What should be the most telling to Invisible Children, and perhaps more importantly, the U.S. government, is that when the film was screened in Uganda the reaction from Ugandans was hardly encouraging. Many Ugandans (as can be seen at the Al-Jazeera project “Uganda Speaks“) are frustrated and sometimes angered that the film focused so heavily on white Americans in California

I do have some sympathy with the staff of Invisible Children, especially Russell, who is now in hospital after suffering something of a mental breakdown due to the criticisms leveled at his film. To want an undeniably evil man to be brought to justice is something worthy of admiration. However, the strategy is misguided. I remember in High School when the Save Darfur campaign kicked off, with celebrity endorsements, t-shirts, and wristbands. Yet the slaughter in Darfur continued unaffected. Domestic activism spearheaded by energetic young people is good at relieving middle class guilt, but not very good at preventing atrocities.

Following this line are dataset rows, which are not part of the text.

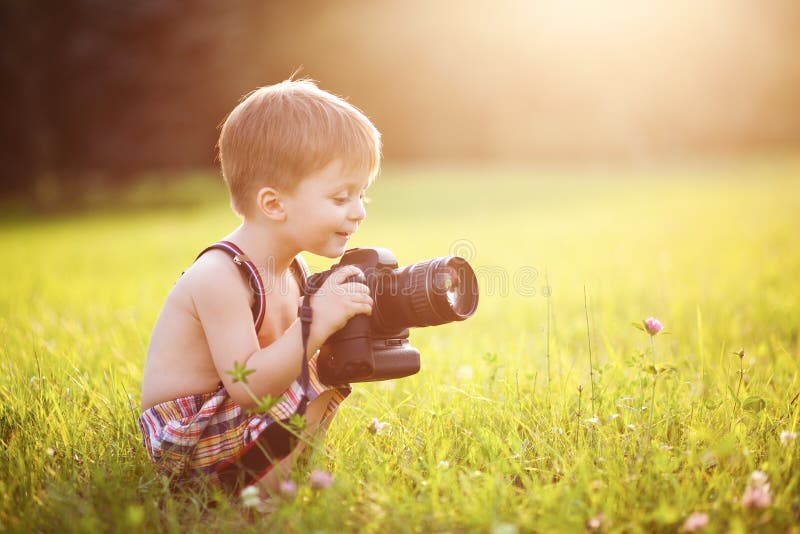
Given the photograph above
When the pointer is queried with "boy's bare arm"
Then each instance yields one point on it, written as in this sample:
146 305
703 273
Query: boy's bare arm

Amy Willis at The Telegraph, who has spoken to staff at Invisible Children, says that the sequel will likely feature the Lord Resistance Army’s activities in other countries such as the Democratic Republic of Congo. If there was anything that could have made me more skeptical of Invisible Children’s approach it is the idea that all the U.S. government need do is get involved in two central African countries, not just one.

The fact that a sequel has even been made is bad news for the Kony 2012 campaign. I do not think Invisible Children anticipated the amount of criticism they received. The first film certainly looked felt like a stand-alone piece. Come April 20th, the day when we will all supposedly be exposed to Kony on every billboard and skyscraper, we will see how successful Invisible Children has been in handling the fallout that has resulted from the first film. I will watch the sequel with interest, but not with any sense of optimism.